Cuando Blackthorne llegó a su lado, Vinck lo apuntaba con la pistola mirándolo con un odio demencial y una sonrisa feroz. Estaba muerto.

Blackthorne le cerró los ojos y se lo cargó al hombro. Unos samurais corrieron hacia él con Naga y Yabú a la cabeza.

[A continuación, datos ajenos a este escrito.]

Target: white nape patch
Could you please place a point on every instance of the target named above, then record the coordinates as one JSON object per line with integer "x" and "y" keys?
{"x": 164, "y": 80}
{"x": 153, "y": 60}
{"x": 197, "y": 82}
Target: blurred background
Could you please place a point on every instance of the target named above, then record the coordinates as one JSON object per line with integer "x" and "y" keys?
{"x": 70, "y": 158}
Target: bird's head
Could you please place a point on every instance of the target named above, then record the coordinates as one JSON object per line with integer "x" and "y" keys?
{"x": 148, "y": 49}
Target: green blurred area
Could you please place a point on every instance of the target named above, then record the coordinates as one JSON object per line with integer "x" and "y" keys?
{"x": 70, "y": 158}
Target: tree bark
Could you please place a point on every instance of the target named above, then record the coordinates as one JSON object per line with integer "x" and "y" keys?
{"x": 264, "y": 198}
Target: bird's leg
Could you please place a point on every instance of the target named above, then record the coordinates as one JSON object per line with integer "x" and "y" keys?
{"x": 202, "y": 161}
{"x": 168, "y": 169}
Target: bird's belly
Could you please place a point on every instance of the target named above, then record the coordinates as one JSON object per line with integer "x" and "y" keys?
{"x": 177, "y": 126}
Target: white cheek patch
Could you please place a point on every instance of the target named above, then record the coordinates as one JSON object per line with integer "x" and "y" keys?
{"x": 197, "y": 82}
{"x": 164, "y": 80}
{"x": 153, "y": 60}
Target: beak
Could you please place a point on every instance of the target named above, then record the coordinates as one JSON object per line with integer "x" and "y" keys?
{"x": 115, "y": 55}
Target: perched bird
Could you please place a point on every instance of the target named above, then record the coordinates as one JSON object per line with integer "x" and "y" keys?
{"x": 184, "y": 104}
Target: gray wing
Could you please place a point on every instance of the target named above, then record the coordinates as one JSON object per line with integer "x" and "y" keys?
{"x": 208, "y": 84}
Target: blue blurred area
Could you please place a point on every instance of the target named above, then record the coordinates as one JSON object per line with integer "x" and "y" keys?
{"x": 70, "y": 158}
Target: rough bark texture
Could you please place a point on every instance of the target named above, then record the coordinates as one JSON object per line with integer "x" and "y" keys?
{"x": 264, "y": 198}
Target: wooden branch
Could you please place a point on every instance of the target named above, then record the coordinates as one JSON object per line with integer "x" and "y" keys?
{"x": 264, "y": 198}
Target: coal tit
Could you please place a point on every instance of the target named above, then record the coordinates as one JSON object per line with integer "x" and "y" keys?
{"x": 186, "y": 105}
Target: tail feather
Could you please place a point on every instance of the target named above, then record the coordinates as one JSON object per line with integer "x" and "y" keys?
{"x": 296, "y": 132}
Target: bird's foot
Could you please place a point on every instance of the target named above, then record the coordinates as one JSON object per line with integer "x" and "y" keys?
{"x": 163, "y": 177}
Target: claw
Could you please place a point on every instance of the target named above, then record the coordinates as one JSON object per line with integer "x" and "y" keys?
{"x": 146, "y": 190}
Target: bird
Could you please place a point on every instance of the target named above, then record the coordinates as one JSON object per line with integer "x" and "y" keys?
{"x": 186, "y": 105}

¿Qué ha sucedido, Anjín-san? — Se volvió loco.

¿Está muerto?

— Sí. Primero, entierro. Después a Yedo. ¿Sí?

— Hai.

Blackthorne pidió una pala y dijo que lo dejaran solo. Enterró a Vinck fuera del alcance de la marea, en un otero desde el que se veían los restos del barco. Dijo una oración y clavó una cruz hecha con maderos del barco. Fue fácil el funeral. ¡Lo había celebrado ya tantas veces! Sólo en este viaje, más de cien, para su propia tripulación, desde que habían zarpado de Holanda. Sólo quedaban Baccus van Nekk y el grumete Croocq. Los otros procedían de otros barcos: Salamon, el mudo, JanRoper, Sonk, el cocinero, Ginsel, el de las velas. Cinco naves y cuatrocientos noventa y seis hombres. «Y, ahora, Vinck. Todos muertos menos nosotros siete. ¿Y para qué?»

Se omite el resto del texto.